Think about self-driving cars and a simple stop sign. When a human is behind the wheel, they can recognize a stop sign easily. It’s got eight sides, it’s red, it says stop. If there’s graffiti or a sticker on the sign, it’s still easy to identify it as a stop sign. But if you’re a computer, and you expect a sign to be red and octagonal, say stop in white and now there’s other writing on the sign, does it still mean stop?
What if it’s dark and it’s hard to tell if it’s red? What if it’s partially behind a bush? Is half a stop sign still a stop sign?
AI is the long, drawn out process of showing a computer enough pictures of stop signs – big, small, clean, dirty, easy-to-see, partially hidden, and on and on– that the computer can recognize that simple stop sign and obey basic traffic laws.
But what happens if you teach your self-driving car that stop signs aren’t red and octagonal, but yellow, upside-down triangles? Just because the computer thinks that yield signs are stop signs doesn’t make it real. It will now make decisions based on bad data.
Which is why it’s so critical to be clear on the definitions of marketing and AI. If you teach a computer that effective marketing is based on car count, then you’re likely to get results that lead to more car count at the expense of the size of your average ticket and customer loyalty and long-term success.

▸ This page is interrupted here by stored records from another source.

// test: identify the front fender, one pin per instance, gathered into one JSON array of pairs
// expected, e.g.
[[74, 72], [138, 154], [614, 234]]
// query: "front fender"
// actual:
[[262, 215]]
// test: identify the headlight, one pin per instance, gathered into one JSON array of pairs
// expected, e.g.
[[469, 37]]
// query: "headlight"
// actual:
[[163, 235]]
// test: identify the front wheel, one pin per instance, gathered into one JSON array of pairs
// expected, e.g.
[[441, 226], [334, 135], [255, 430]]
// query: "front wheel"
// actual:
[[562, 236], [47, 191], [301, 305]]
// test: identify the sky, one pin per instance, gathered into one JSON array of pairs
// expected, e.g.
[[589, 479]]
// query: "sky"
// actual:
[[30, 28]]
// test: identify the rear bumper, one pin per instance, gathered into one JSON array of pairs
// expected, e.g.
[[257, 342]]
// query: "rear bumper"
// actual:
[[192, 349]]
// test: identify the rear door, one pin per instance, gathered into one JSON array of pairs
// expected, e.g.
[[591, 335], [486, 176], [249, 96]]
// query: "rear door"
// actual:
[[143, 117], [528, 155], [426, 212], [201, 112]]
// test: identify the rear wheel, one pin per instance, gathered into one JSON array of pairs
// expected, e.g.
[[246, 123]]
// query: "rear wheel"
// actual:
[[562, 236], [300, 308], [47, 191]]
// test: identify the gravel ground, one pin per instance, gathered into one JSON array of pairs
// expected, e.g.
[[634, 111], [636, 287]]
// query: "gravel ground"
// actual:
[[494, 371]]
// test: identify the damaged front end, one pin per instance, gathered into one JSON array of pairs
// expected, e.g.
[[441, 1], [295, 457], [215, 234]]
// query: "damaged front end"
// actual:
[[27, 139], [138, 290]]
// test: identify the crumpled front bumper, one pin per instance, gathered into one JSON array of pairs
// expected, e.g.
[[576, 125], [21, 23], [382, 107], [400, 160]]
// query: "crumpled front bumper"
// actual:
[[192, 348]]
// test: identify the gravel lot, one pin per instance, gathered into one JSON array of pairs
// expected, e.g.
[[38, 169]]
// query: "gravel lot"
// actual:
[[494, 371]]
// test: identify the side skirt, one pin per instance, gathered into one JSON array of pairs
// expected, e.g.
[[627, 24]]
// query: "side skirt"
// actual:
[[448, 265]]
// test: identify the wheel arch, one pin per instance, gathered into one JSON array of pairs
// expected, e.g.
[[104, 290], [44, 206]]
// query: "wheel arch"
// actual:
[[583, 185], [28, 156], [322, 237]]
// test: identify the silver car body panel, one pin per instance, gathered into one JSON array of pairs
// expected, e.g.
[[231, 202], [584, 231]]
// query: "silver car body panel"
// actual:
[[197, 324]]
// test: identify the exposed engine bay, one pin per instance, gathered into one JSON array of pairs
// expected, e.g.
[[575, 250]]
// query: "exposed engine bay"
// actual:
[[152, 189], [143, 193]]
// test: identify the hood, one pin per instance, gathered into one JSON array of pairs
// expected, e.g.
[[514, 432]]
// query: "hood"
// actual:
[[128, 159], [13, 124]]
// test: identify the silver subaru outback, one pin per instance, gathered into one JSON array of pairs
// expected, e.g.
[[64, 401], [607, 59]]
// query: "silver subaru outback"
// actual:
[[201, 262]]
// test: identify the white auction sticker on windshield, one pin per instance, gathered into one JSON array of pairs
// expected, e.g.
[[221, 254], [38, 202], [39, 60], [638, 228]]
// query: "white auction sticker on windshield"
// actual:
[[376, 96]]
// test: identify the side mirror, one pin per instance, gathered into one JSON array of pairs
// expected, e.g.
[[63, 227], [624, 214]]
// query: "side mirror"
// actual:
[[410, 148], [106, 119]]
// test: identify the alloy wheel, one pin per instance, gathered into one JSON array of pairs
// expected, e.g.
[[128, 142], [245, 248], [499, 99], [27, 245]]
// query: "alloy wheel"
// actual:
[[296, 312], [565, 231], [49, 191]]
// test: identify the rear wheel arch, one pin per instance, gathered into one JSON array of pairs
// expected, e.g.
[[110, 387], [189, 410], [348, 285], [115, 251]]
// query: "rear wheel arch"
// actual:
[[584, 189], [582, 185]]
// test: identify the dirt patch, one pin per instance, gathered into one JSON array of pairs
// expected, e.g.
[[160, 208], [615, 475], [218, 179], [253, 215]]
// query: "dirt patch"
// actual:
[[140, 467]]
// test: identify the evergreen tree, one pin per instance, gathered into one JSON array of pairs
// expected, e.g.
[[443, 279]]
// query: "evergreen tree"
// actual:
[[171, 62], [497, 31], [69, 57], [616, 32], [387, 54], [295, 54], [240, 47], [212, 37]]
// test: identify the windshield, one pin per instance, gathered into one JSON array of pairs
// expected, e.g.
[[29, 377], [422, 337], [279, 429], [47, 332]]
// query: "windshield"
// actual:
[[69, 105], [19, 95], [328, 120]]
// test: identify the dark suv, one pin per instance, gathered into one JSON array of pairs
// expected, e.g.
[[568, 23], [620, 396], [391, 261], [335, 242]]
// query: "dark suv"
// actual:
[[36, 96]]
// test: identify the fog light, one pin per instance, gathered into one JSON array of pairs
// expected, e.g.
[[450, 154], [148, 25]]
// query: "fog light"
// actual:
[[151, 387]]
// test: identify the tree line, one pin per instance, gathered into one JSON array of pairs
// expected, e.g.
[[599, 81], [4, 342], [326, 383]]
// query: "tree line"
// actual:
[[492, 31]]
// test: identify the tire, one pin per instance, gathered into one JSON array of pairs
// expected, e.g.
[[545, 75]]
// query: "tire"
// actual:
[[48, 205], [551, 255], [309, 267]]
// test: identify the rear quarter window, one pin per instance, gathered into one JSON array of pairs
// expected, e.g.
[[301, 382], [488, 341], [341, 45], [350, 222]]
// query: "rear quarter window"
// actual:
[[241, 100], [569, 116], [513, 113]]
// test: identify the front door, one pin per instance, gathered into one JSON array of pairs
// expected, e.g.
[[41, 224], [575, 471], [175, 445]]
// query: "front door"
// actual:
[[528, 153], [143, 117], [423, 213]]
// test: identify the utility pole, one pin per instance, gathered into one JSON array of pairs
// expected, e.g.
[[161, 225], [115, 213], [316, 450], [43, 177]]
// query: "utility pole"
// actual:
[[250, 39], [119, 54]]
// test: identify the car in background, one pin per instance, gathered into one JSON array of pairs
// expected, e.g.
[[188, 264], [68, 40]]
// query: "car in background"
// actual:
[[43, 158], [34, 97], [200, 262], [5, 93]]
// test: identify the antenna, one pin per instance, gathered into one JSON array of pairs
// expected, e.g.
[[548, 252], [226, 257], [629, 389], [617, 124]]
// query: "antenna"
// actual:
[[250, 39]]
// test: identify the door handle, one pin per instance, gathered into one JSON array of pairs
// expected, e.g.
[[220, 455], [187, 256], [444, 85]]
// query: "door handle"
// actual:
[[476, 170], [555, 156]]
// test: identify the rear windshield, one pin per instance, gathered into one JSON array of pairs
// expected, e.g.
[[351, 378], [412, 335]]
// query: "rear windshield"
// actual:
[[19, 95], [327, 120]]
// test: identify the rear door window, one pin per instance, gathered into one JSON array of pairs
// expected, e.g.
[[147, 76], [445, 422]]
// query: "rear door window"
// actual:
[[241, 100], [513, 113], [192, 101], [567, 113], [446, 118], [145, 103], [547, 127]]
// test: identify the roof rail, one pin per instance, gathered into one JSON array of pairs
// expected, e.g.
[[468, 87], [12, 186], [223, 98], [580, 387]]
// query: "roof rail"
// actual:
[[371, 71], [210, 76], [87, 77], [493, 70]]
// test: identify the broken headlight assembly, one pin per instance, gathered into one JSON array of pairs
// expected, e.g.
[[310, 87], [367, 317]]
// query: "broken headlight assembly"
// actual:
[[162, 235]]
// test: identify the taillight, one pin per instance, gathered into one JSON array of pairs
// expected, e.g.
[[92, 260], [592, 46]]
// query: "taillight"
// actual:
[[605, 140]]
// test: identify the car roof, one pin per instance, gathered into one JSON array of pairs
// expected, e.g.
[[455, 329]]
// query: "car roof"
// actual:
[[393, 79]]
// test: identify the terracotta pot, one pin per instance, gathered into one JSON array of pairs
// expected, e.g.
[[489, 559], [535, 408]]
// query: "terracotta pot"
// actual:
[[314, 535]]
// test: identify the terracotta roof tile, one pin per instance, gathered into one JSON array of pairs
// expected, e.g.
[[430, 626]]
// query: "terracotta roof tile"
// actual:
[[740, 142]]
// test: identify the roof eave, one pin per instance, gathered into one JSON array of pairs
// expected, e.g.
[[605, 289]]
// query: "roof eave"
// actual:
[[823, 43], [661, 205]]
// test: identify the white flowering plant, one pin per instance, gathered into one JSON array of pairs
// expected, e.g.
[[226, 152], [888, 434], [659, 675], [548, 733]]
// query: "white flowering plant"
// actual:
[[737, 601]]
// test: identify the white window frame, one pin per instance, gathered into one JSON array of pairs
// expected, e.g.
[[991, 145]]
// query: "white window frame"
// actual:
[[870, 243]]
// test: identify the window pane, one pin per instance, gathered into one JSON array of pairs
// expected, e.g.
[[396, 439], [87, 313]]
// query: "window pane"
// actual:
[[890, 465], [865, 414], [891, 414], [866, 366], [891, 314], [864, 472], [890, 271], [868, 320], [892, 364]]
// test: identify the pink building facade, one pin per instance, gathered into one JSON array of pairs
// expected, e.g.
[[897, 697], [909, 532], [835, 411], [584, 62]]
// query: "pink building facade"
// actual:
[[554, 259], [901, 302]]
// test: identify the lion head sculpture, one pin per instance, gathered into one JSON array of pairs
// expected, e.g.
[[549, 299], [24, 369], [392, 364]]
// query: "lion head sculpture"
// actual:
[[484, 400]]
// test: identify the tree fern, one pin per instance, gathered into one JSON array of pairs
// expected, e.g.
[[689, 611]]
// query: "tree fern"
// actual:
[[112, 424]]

We hear about the dangers of AI and how we need to be fearful of it, and this is why. In the wrong hands – trained with the wrong data or trained to look for the wrong solution – AI can destroy. If a marketing company doesn’t know how to measure the long-term effect of marketing on a business, but wants to train AI to support their marketing strategies, it will end up being deadly for the shops that take that advice.

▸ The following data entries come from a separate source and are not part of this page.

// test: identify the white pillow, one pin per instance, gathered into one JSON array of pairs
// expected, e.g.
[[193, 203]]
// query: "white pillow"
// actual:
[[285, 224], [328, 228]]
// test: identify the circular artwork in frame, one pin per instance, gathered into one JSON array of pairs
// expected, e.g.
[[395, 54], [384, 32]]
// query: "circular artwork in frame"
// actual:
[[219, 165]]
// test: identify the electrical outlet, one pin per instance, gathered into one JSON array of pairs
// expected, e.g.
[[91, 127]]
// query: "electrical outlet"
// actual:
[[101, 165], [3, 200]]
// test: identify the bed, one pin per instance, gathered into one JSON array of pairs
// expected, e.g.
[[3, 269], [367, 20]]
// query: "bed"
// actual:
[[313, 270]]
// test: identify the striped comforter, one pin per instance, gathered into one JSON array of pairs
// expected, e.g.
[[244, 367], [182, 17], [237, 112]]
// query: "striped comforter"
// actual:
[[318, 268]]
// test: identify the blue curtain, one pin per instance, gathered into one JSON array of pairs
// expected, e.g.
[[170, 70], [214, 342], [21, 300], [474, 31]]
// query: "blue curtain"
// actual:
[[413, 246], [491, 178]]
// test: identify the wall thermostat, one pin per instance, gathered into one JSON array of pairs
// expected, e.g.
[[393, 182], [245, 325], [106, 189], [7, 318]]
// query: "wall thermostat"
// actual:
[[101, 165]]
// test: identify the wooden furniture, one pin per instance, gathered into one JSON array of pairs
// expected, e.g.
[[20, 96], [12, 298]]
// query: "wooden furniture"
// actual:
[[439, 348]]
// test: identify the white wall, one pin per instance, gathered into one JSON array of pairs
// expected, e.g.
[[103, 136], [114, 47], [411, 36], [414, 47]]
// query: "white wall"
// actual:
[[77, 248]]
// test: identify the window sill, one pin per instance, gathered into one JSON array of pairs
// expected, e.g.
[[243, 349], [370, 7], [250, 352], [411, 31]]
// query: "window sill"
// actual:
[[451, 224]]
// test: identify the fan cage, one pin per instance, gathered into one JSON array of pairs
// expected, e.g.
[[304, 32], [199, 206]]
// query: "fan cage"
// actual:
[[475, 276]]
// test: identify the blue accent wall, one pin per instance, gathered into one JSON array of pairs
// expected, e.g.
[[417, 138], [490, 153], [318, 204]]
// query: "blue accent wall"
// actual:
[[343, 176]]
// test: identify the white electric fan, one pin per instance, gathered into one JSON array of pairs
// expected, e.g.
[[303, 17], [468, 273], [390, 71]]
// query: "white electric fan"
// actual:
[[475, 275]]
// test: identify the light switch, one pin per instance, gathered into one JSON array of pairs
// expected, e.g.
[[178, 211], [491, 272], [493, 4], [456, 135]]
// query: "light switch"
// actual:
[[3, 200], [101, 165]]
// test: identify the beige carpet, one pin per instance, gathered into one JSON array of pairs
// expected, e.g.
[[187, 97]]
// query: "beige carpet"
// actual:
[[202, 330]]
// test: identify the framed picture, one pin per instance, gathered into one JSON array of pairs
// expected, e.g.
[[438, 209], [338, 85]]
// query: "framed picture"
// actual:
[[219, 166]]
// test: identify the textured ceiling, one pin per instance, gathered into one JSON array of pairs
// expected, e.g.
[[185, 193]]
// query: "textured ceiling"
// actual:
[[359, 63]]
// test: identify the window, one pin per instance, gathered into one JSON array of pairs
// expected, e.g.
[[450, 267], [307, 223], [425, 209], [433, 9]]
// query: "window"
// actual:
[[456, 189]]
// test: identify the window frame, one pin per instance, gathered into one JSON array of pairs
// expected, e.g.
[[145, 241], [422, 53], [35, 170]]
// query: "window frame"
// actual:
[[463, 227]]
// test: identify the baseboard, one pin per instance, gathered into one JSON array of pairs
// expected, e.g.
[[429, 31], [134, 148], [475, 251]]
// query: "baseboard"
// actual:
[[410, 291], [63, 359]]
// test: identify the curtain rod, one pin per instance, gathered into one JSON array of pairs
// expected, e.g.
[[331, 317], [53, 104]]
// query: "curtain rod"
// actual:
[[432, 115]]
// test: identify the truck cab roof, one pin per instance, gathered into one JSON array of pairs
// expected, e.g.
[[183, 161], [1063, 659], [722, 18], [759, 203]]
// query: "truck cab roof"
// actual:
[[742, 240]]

In other words, AI isn’t a magic elixir. Indeed, there’s plenty to be wary of.
Not least of all because “Artificial Intelligence” is a marketing buzzword right now, and can be twisted to mean something as simple and basic as “we use spreadsheets and graph the data.” Real machine learning -- the kind that leads to better marketing -- cannot happen overnight. You must spend the time measuring marketing so you can teach the computer what effective marketing is and how it works.
Even more importantly, and to hammer this point home, it also takes an understanding of what makes marketing effective.

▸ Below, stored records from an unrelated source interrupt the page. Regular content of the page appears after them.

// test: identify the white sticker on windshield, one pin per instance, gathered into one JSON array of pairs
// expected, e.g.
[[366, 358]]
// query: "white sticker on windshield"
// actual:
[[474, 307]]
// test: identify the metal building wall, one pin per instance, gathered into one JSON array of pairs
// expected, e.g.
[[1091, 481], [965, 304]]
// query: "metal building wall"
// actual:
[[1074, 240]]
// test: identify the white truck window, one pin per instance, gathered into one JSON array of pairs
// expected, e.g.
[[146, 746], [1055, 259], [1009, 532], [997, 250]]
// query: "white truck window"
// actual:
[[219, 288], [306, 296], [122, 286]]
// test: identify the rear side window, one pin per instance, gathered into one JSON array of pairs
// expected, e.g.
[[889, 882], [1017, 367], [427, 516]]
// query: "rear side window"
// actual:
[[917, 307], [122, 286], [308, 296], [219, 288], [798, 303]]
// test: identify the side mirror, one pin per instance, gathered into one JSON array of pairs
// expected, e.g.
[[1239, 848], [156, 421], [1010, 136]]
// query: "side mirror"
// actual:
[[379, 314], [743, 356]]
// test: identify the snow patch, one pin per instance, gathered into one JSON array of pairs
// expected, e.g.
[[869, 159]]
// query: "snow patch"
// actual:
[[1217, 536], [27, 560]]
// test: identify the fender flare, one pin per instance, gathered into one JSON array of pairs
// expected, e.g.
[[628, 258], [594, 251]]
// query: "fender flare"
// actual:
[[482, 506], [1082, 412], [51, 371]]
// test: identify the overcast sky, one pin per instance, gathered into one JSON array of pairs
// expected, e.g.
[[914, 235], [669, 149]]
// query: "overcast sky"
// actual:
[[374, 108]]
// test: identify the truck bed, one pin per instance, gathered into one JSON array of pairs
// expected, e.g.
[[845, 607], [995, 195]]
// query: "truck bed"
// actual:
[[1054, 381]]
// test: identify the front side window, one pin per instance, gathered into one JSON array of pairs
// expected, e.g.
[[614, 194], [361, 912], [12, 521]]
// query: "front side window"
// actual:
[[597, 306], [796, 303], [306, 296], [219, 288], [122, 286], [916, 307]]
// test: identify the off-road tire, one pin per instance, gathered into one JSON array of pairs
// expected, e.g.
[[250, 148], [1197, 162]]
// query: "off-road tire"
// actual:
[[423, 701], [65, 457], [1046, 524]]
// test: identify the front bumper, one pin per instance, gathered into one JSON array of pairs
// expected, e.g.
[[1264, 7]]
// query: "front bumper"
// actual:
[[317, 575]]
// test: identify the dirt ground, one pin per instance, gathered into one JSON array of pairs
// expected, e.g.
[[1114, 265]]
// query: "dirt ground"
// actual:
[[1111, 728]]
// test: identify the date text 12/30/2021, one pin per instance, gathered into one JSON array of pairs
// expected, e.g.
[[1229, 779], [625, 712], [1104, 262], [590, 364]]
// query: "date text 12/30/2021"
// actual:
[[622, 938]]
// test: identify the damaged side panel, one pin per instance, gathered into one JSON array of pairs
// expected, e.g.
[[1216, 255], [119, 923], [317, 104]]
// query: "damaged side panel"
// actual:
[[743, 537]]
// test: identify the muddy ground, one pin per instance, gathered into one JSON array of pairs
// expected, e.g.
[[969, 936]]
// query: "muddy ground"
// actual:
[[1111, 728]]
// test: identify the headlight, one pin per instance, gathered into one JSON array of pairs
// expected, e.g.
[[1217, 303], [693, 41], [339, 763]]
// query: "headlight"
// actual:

In other words, beware of anybody who promises AI-driven marketing that doesn’t have the history (and therefore the data) to make that claim possible. There’s a reason why people get degrees in statistics and mathematics to start a career in teaching a computer how to learn – it all starts with a lot of measurement.
With all these warnings out of the way, AI does mean incredible new possibilities for marketing in automotive repair shops.
Better marketing messages
We are not yet to a point where computers can start crafting marketing messages. There’s a reason why the internet is full of hilariously terrible attempts by AI to write marketing messages, movie scripts and songs: the technology is not there yet.